Argentinian transexual novelist Camila Sosa Villada, 39, experienced a great moment of recognition for herself and the trans community by receiving the Sor Juana Ines de la Cruz award in Guadalajara.

"I am convinced that writing is the terrain of cross-dressing", declares to AFP the author of the novel "Las Malas" ("The bad ones"), chronicle of the underground and group portrait of the transvestites of Cordoba, in Argentina.

"Literature, when it becomes stiff, when it heals, begins to bother".

Its literary recognition is "historic" and represents a reason for "pride" for Mexican singer Luisa Almaguer, 30, transgender activist.

Mexican transgender singer Luisa Almaguer, at the International Book Fair in Guadalajara, Mexico, December 2, 2021 Ulises RUIZ AFP

A priori, the big questions of general policy represent the least of the worries of Argentina.

At the FIL, Camila Sosa Villada preferred to discuss the evolution of love affairs with her compatriot Tamara Tenenbaum, 32, author of the successful essay "The end of love".

The FIL also gave pride of place to young authors born on typical self-publishing sites like Wattpad.

Emerging from the web, the Mexican Flor M. Salvador, 22, was recruited by Penguin Random House after the success of her book "Boulevard".

Its rosewater stories are nourished and enriched by the feedback and comments of its readers, teenagers and young girls between 15 and 20 years old.

A revival of station novels?

"It doesn't matter if the stories are not written to win the Nobel Prize. Literature is for everyone, not just intellectuals," says Mariana Palova, 31, author of "fanfiction" (stories written from books , series or cult films).

Mexican Flor Salvador, author recruited by a major publishing house after the success of her novel on a self-publishing site, signs her books at the International Book Fair in Guadalajara, Mexico, December 1, 2021 Ulises Ruiz AFP

Faced with the young guard, writers of the old or of the older generations keep alive a literary quasi-style in its own right in Latin America, the "Compromise" (commitment).

The Nobel Prize winner Mario Vargas Llosa described as "lamentable" the delegation of his country, Peru, guest of honor in Guadalajara after a very tense presidential election.
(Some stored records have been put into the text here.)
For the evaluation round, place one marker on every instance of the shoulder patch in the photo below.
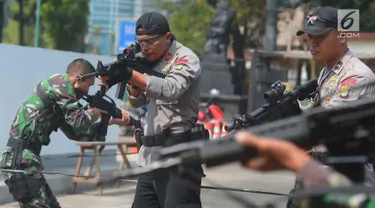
(181, 61)
(346, 85)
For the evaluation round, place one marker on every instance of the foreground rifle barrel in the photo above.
(341, 128)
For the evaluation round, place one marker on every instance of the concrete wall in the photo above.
(22, 68)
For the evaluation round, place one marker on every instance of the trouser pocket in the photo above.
(24, 187)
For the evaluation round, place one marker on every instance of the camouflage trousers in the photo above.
(43, 199)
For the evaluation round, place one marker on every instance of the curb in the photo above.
(63, 185)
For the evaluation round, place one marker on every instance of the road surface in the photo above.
(232, 176)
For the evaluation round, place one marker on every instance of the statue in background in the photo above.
(218, 31)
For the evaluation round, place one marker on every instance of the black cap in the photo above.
(152, 23)
(320, 21)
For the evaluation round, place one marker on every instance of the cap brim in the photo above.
(313, 30)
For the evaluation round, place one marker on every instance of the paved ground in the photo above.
(230, 176)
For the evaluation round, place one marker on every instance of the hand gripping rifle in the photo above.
(98, 101)
(346, 131)
(279, 104)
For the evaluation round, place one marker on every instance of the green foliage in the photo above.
(65, 24)
(189, 25)
(189, 20)
(12, 31)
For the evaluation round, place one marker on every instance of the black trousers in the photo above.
(169, 189)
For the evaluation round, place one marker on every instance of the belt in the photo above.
(19, 145)
(165, 139)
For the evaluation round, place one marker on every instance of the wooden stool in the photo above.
(98, 147)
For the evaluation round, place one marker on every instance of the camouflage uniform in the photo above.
(52, 104)
(315, 175)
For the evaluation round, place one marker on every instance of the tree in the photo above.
(22, 22)
(188, 21)
(95, 47)
(65, 24)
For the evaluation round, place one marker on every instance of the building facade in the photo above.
(103, 22)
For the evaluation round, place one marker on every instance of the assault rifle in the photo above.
(345, 131)
(98, 101)
(279, 104)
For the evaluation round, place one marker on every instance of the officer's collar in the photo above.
(171, 52)
(342, 62)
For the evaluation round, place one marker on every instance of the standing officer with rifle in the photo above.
(172, 111)
(343, 71)
(53, 104)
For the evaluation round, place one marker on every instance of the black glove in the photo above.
(118, 72)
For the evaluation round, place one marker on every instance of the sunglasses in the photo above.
(149, 41)
(311, 19)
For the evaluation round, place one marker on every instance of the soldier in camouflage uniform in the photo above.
(276, 154)
(53, 104)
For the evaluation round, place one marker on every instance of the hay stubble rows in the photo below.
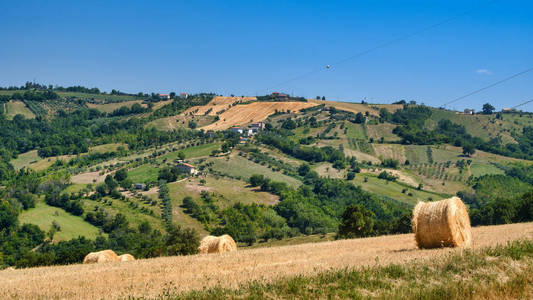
(151, 276)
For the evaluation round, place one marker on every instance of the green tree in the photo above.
(488, 109)
(121, 175)
(357, 221)
(469, 149)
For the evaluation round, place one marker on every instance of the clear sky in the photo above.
(249, 47)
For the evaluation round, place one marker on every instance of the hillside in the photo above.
(150, 176)
(155, 277)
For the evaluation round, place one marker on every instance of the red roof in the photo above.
(187, 165)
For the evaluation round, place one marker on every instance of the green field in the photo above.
(25, 159)
(99, 97)
(484, 126)
(134, 216)
(144, 173)
(394, 189)
(71, 226)
(32, 160)
(232, 190)
(242, 167)
(192, 152)
(107, 148)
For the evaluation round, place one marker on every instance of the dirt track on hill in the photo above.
(151, 277)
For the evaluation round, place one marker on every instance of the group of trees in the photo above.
(411, 128)
(244, 222)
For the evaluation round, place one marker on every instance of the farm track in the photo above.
(151, 277)
(254, 112)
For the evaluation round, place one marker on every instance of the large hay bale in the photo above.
(442, 223)
(100, 257)
(214, 244)
(126, 257)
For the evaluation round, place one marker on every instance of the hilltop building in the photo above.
(280, 96)
(187, 168)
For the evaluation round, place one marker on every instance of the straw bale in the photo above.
(220, 244)
(100, 257)
(442, 223)
(126, 257)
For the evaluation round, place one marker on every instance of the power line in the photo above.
(521, 104)
(488, 86)
(382, 45)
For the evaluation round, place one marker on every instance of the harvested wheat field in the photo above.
(216, 105)
(348, 106)
(253, 112)
(149, 277)
(89, 177)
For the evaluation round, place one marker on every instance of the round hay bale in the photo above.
(100, 257)
(214, 244)
(126, 257)
(442, 223)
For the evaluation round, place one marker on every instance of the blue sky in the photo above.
(249, 47)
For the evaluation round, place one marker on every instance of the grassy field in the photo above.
(386, 267)
(232, 190)
(107, 148)
(32, 160)
(484, 126)
(180, 121)
(18, 108)
(192, 152)
(134, 216)
(99, 97)
(382, 130)
(144, 173)
(110, 107)
(397, 191)
(239, 166)
(71, 226)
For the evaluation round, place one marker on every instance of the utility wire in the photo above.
(488, 86)
(521, 104)
(382, 45)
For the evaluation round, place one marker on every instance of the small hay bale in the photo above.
(126, 257)
(214, 244)
(442, 223)
(100, 257)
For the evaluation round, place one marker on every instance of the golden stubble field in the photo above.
(254, 112)
(150, 277)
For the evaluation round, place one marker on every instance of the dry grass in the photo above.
(217, 105)
(18, 108)
(349, 106)
(253, 112)
(443, 223)
(150, 277)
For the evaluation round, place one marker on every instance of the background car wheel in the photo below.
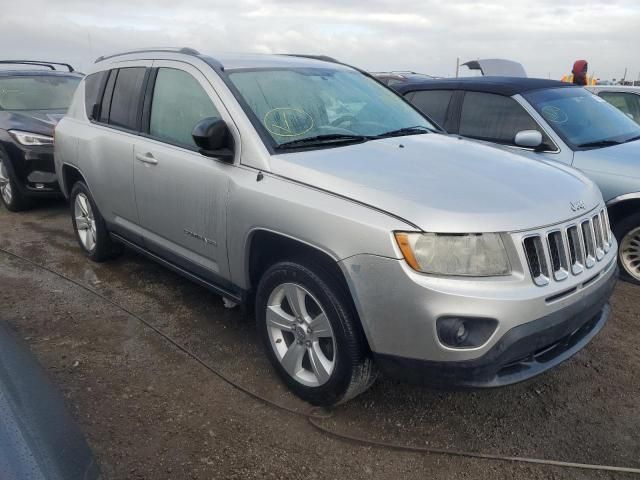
(9, 193)
(90, 228)
(311, 334)
(627, 232)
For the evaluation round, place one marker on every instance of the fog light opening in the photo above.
(456, 332)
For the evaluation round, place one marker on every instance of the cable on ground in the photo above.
(316, 415)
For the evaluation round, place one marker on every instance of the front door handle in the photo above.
(146, 158)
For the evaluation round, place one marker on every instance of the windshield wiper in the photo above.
(600, 143)
(417, 130)
(320, 140)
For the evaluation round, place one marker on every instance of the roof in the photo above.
(228, 61)
(501, 85)
(497, 67)
(614, 88)
(39, 73)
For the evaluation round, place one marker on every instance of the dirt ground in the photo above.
(151, 411)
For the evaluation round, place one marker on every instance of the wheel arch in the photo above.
(265, 248)
(70, 175)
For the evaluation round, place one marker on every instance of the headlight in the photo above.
(31, 139)
(478, 255)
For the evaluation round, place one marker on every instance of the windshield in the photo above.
(582, 119)
(298, 104)
(37, 92)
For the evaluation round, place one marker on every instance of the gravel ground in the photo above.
(151, 411)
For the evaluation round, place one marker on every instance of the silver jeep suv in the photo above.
(364, 239)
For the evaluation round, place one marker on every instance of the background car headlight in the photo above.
(31, 139)
(480, 255)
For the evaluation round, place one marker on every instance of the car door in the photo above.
(109, 146)
(627, 103)
(181, 194)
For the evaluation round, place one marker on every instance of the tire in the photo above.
(10, 195)
(323, 362)
(627, 232)
(89, 226)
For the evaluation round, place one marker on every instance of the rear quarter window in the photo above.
(92, 89)
(125, 102)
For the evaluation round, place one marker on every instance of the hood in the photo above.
(35, 121)
(444, 184)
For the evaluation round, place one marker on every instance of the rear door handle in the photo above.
(146, 158)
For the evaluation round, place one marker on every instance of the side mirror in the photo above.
(213, 138)
(529, 139)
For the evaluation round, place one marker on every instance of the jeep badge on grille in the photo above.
(579, 205)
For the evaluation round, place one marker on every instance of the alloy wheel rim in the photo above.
(301, 335)
(630, 253)
(5, 184)
(85, 222)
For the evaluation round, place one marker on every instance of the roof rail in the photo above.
(185, 50)
(39, 63)
(324, 58)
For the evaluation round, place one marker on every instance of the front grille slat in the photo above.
(555, 255)
(589, 243)
(537, 260)
(599, 236)
(576, 250)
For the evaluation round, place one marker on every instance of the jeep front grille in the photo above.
(568, 250)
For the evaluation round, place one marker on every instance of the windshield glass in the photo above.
(291, 105)
(583, 119)
(37, 92)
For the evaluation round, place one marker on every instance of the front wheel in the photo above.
(91, 230)
(627, 232)
(311, 334)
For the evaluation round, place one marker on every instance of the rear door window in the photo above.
(627, 103)
(433, 103)
(179, 103)
(125, 103)
(496, 118)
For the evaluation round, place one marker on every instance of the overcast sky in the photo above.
(546, 36)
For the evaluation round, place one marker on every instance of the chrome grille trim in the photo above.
(568, 250)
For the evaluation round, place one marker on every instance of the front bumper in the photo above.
(399, 310)
(522, 353)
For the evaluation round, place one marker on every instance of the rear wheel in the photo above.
(627, 232)
(11, 197)
(311, 334)
(91, 230)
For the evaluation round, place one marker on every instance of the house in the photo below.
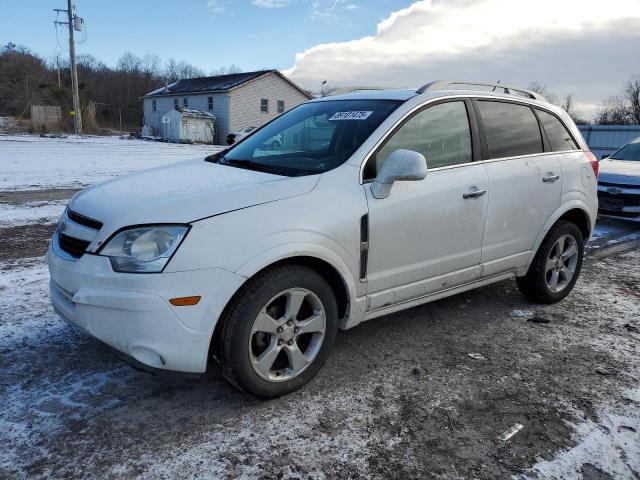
(236, 100)
(183, 125)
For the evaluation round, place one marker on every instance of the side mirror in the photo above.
(400, 166)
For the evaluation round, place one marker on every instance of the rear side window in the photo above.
(511, 129)
(559, 138)
(441, 133)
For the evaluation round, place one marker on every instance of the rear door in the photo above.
(524, 183)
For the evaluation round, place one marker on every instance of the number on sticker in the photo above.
(350, 116)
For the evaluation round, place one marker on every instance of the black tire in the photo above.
(534, 284)
(234, 331)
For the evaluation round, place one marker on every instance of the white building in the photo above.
(188, 126)
(237, 100)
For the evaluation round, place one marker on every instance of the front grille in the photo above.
(73, 246)
(82, 220)
(618, 213)
(626, 199)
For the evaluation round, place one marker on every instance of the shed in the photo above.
(237, 100)
(182, 125)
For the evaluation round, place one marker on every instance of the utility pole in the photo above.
(77, 117)
(58, 68)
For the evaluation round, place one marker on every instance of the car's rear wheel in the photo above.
(278, 331)
(556, 266)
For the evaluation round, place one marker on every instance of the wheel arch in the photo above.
(339, 279)
(576, 212)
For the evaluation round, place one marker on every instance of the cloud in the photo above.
(331, 9)
(272, 3)
(215, 6)
(587, 47)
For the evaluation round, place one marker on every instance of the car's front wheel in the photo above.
(556, 266)
(278, 331)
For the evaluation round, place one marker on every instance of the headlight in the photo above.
(144, 249)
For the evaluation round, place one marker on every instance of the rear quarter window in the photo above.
(559, 137)
(511, 129)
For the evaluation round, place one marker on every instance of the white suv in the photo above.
(377, 201)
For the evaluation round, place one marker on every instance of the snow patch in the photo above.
(31, 162)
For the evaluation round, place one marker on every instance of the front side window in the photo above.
(511, 129)
(559, 138)
(441, 133)
(631, 152)
(312, 138)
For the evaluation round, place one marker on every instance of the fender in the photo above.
(357, 304)
(564, 208)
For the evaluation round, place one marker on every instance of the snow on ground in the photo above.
(65, 399)
(31, 162)
(30, 212)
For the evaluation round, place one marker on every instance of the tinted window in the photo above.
(631, 151)
(441, 133)
(510, 129)
(558, 136)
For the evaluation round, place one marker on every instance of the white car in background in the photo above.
(619, 183)
(386, 200)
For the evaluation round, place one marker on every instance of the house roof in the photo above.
(194, 113)
(218, 83)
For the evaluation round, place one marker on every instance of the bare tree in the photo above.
(567, 104)
(226, 70)
(622, 109)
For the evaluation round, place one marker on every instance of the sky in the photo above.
(585, 47)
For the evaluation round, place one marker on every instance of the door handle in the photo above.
(474, 194)
(550, 178)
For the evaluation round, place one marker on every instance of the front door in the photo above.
(426, 235)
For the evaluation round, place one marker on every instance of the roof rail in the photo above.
(345, 90)
(443, 84)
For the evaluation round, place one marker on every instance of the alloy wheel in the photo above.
(287, 335)
(561, 263)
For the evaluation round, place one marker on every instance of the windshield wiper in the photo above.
(248, 164)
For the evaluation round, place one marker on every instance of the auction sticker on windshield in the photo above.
(350, 116)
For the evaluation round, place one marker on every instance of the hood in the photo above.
(183, 192)
(620, 171)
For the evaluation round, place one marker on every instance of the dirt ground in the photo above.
(425, 393)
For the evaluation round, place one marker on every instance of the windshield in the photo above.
(312, 138)
(631, 151)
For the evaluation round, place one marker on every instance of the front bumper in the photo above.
(132, 313)
(619, 201)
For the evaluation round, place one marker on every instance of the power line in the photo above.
(73, 23)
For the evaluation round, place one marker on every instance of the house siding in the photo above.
(196, 102)
(234, 109)
(245, 100)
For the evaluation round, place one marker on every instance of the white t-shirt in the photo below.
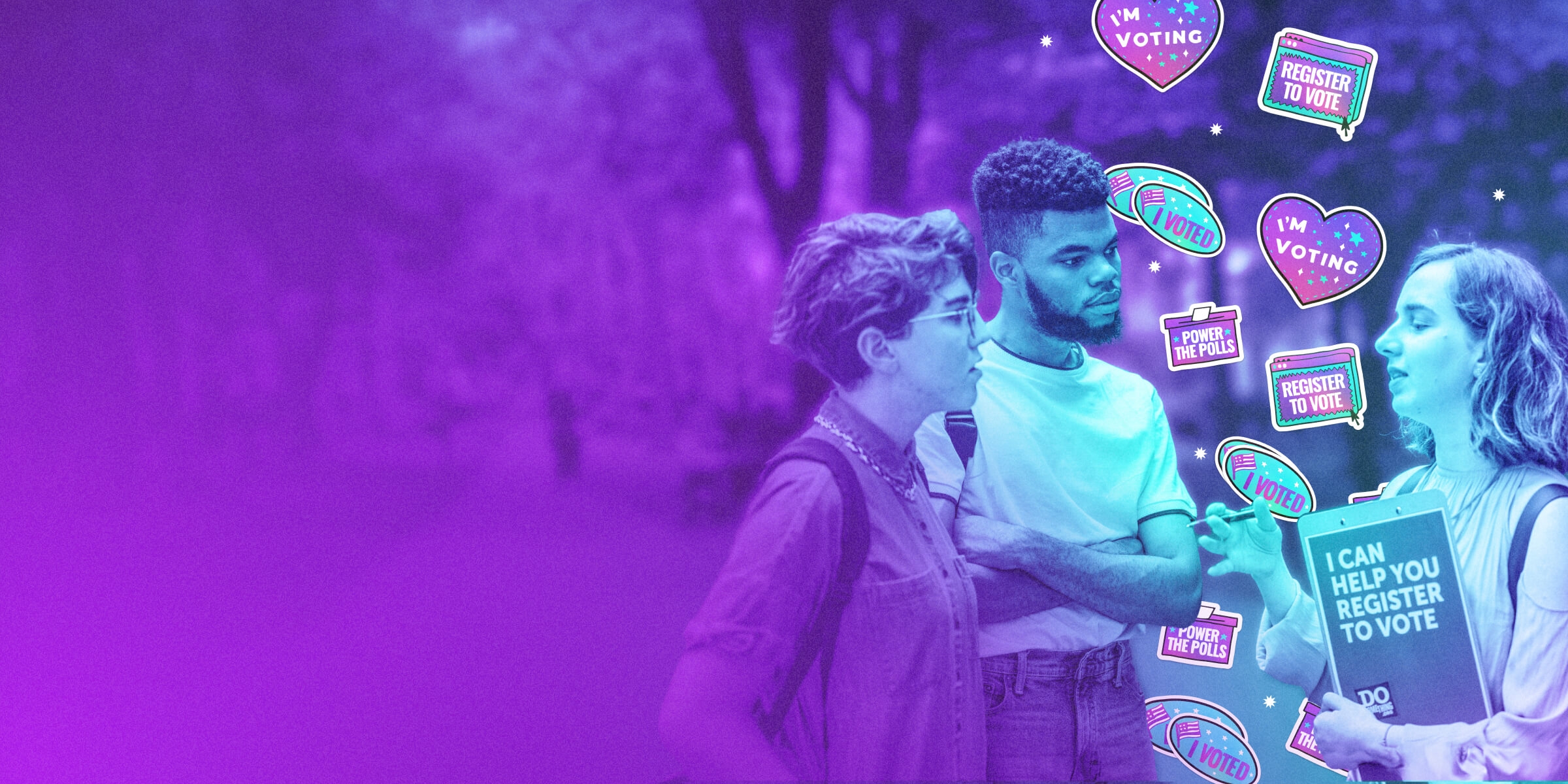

This delegation chosen by the new government of the pro-indigenous left-wing president Pedro Castillo does not include "any real writer", launched in September the very liberal Vargas Llosa, absent from Guadalajara.

The new Peruvian government has sidelined a dozen authors, under the pretext of giving a chance and visibility to indigenous writers or writers from within the country.

"It is no longer even ignorance but stupidity," Vargas Llosa added after supporting Castillo's opponent Keiko Fujimori, daughter of former president Alberto Fujimori who is serving a 25-year prison sentence for two massacres.

- "I would like to be a Swedish writer to write quietly" -

The FIL also offered a political platform to a Chilean novelist, Diamela Eltit, against the ultra-liberal far-right candidate, Antonio Kast, in the second round of the presidential election in Chile scheduled for December 19.

The committed Chilean novelist Diamela Eltit, also awarded at the International Book Fair in Guadalajara, Mexico, November 30, 2021 Ulises Ruiz AFP

"We are working hard to prevent a rapacious government based on contempt," said Diamela Eltit, receiving an award in Guadalajara.

At 79, the Nicaraguan novelist Sergio Ramirez has been living in exile in Madrid for several months.

In Nicaragua, an arrest warrant was issued against him for "incitement to hatred" by the justice of President Daniel Ortega, to "autocratic regime" for the European Union.

The writer, vice-president of the same Ortega in the 1980s in the midst of the Sandinista revolution, thinks that his ex-comrade in arms has not forgiven him for his latest novel "Tongolele doesn't know how to dance".

This work tells of the repression of the 2018 protests in Nicaragua which resulted in several hundred deaths.

"Sometimes I would like to be a Swedish or Danish writer, because I wouldn't have to worry about public affairs and I could lock myself in to write quietly," Sergio Ramirez told the FIL.

"But at the same time, I wonder what I would write, because what makes me a writer is what turns me off as a citizen."